I fired the printer up to print a few sheets of blank guitar tab paper. As the printer isn't often used, I didn't check the ink too often, so I hadn't realised that some of the tanks were low.
The print started, but stopped before the first page could be fed into the machine, and the display shows 'B200' with the helpful message of 'Contact a service center' or words to that effect.
So, what's the problem? 2 days of google searching and emailing technicians (fortunately, you do acquire a few useful contacts over the years in the industry) lead me to the cause.
The print head has overheated and is now damaged.
Or, the ink run-off tray is full and needs cleaning.
Or, the logic board has failed.
Or, the rollers aren't turning properly.
Or, there is a foreign object in the sensor for the ink level.

Seriously, B200 can mean all of these apparently.

The solution? Take it to a canon service centre and pay however much to be told that I need a new print head (which is about £65 if you shop around).

As such, my printer/scanner/copier is now a brick. If I need to scan anything (which I do as it happens...), I can't. Because the print head is broken.

This to me is a punitive approach from Canon to force people into spending more on spares if their hugely overcomplicated mess of a machine breaks.

Are there any good points?
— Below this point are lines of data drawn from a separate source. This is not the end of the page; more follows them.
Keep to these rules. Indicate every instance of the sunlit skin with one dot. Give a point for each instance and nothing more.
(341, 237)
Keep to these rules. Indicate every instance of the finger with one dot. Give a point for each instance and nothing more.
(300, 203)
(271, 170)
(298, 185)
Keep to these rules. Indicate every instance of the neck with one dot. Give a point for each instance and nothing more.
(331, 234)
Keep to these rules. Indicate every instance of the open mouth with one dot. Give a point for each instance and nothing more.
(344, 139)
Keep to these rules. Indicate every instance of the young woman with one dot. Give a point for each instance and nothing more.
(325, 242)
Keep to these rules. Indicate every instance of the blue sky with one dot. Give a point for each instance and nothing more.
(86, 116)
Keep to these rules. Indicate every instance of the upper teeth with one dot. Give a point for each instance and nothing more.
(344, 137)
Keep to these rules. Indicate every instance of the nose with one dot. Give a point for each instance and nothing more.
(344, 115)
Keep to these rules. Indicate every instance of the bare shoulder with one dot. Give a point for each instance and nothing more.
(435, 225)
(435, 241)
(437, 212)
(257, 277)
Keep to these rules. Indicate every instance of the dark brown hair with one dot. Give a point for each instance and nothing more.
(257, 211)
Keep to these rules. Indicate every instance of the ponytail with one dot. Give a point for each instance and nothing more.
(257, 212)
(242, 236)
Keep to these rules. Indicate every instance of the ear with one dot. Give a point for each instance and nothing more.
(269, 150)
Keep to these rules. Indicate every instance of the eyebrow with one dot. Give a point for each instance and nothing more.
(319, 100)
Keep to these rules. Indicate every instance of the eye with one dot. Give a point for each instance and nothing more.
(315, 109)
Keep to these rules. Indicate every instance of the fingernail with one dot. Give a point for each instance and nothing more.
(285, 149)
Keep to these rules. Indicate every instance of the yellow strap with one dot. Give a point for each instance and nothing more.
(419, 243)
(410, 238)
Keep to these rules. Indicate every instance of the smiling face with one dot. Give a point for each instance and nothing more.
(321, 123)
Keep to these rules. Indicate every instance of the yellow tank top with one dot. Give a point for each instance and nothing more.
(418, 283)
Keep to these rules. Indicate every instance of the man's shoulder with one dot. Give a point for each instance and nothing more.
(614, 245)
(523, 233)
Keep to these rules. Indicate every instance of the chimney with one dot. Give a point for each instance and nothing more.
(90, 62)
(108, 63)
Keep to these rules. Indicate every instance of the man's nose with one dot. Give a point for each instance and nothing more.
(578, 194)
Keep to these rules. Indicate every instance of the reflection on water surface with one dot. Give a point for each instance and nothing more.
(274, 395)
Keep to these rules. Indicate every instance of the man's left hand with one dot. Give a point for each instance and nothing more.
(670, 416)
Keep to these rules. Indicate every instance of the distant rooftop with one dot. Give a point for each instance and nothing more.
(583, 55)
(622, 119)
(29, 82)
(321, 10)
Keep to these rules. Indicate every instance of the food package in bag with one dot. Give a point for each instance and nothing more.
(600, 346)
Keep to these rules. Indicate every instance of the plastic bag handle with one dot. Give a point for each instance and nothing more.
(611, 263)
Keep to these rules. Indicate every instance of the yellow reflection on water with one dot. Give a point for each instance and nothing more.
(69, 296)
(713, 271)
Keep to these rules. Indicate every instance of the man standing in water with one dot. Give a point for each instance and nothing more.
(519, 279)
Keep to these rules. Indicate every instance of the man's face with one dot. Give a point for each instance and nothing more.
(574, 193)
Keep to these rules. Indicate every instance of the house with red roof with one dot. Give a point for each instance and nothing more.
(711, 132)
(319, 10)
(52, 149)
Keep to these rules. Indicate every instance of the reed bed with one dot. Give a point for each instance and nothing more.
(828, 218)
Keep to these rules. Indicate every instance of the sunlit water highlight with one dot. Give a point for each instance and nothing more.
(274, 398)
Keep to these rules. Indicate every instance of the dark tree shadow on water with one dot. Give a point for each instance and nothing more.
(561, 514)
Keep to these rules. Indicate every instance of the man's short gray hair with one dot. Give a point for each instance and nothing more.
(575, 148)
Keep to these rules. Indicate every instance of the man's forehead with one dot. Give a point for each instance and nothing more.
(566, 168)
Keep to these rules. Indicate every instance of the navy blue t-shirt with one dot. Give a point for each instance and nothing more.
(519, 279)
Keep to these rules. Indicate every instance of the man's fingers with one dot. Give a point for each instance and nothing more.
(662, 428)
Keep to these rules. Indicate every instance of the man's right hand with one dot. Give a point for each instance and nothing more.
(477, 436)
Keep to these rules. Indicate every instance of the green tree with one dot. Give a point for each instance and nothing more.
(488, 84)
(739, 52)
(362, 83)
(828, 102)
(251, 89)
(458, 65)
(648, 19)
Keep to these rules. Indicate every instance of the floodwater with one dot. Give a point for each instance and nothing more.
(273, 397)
No.

Well, it's not exactly small. Or simple to use. Or fast. Or quiet.

Infact, it's a noisy, overpriced, feature loaded yet badly engineered, whirring hateful pile.

Would I recommend it? No.

I'd recommend folding yourself into a ball and rolling down a dry ski slope naked before I suggested getting one of these!

If you want to print in colour, buy a colour laser printer. You can pick one up for about £150, and it will actually work, and doesn't need to blast half a cartridge of ink into a sponge buried in the bottom of the unit when it's been stood unused for more than 20 minutes.